I like to use toasted pine nuts, rather than plain. Toasted pine nuts taste better, that’s all. I place a dry skillet over medium-high heat, toss in the nuts, and flip them around ’til they’re light brown. Keep an eye on your nuts–don’t burn ‘em!!
This recipe calls for both Parmigiano-Reggiano and Romano Pecorino cheese. Parmigiano is a sweeter cheese. Pecorino is saltier. The blend of the two is wonderful.
However, in a pinch I have used just Parmigiano, and it tastes great like that, too.
Paps used pesto in all kinds of dishes. He put it over pasta. He used a dollop in soups. He made omelettes with it. Use your imagination – I’ve put it on chicken and fish. I once made shrimp with pesto for the Food Network.
Makes one generous cup of pesto.
2 cups fresh basil leaves, cleaned
½ cup extra virgin olive oil
8 tablespoons of pine nuts (pignoli), toasted (1/2 cup)
2 cloves garlic, peeled
½ teaspoon of salt
½ cup freshly grated Parmigiano-Reggiano cheese
½ cup freshly grated Romano Pecorino cheese
Here we go…
Put the basil, ½ cup of olive oil, 4 tablespoons of the toasted pine nuts, the garlic and the salt in a blender and blend, baby, blend. You can also use a food processor.
When everything is smooth, transfer to a bowl and slowly blend in the grated cheeses by hand.
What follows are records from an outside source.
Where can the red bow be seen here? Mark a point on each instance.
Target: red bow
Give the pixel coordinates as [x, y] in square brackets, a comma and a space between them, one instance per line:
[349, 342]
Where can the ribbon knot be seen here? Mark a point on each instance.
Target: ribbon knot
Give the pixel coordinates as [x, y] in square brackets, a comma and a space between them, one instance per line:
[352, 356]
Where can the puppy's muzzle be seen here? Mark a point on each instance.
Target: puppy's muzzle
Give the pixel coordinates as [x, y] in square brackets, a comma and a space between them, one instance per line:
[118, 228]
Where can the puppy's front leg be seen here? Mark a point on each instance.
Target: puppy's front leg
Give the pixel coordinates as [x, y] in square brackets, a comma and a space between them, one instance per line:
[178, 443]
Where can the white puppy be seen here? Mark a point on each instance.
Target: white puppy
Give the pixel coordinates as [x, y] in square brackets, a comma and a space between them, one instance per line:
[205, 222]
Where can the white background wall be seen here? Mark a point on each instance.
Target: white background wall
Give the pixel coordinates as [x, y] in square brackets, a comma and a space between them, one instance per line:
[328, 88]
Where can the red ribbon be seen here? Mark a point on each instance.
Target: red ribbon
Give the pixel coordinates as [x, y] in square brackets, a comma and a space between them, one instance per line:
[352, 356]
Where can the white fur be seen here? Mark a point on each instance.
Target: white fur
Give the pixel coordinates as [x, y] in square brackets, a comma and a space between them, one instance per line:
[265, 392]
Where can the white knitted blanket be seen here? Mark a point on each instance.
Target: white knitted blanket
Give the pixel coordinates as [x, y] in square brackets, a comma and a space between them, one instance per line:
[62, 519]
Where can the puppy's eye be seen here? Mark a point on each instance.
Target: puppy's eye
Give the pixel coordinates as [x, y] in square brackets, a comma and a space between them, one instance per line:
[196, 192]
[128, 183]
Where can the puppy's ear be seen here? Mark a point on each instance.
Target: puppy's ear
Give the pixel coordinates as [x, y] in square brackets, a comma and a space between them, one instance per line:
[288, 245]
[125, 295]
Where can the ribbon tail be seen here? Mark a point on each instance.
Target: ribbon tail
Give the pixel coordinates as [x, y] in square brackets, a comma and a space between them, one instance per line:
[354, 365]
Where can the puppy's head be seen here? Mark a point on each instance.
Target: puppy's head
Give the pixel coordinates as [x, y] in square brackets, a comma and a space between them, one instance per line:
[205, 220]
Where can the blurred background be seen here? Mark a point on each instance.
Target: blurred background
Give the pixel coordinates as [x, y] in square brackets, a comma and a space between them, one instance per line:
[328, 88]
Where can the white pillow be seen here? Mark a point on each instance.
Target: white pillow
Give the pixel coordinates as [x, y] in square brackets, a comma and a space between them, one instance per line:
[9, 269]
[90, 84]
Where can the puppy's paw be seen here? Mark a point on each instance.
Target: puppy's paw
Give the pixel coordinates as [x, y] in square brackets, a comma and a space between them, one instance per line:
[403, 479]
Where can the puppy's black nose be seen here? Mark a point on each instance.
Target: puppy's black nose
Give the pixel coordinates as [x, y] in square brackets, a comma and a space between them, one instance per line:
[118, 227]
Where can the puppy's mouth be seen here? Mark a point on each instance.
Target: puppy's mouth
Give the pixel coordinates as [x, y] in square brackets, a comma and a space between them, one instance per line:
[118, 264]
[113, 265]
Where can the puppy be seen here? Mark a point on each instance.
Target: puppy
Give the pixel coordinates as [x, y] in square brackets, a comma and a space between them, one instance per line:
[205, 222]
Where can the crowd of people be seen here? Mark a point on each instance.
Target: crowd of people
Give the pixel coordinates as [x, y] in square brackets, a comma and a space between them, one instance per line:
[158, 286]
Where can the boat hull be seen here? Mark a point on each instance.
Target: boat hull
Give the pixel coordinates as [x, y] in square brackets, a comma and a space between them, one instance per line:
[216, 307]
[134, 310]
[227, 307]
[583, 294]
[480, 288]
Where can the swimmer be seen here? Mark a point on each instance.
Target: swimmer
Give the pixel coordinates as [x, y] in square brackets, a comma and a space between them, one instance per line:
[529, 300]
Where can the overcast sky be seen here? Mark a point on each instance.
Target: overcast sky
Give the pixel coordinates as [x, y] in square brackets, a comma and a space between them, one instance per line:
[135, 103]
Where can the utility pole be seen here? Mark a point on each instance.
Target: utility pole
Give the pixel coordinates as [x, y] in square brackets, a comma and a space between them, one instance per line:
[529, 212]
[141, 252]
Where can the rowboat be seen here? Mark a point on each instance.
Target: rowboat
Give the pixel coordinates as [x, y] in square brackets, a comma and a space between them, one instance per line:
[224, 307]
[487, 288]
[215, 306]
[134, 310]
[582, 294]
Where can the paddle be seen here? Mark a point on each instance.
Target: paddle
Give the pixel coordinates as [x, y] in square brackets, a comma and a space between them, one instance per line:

Or better yet, use a spatula.
If you want to serve it over pasta, farfalle works well.
Get a large pot, fill it with cold water, and put it on the highest heat. When it boils rapidly, toss in 2 tablespoons of kosher salt and a pound of pasta.
Follow the cooking instructions on the side of the pasta box. Two minutes before the pasta is supposed to be done, start tasting. Take a piece of pasta, and bite into it. If it’s chalky in the center it is not done. Check the pasta every 2 minutes or so. It might take longer than the instructions on the box say.
When the pasta is firm to the bite (al dente), drain and transfer it to a warm bowl. Drizzle with 1 tablespoon of olive oil and mix.
Scoop some the pesto sauce from its bowl, about ¼ cup, and add it to the pasta. Toss well, but be gentle. You can add some more pesto if it doesn’t look like there’s enough.
Dish it up! Put a small amount of pasta on a plate. Add a little sprinkle of grated cheese, Parmigiano or Romano or both.
Take some of the remaining toasted pine nuts, and sprinkle on top.
Sometimes, I’ll broil a couple chicken breasts, chop ‘em up, and add them to the pasta. Delizioso!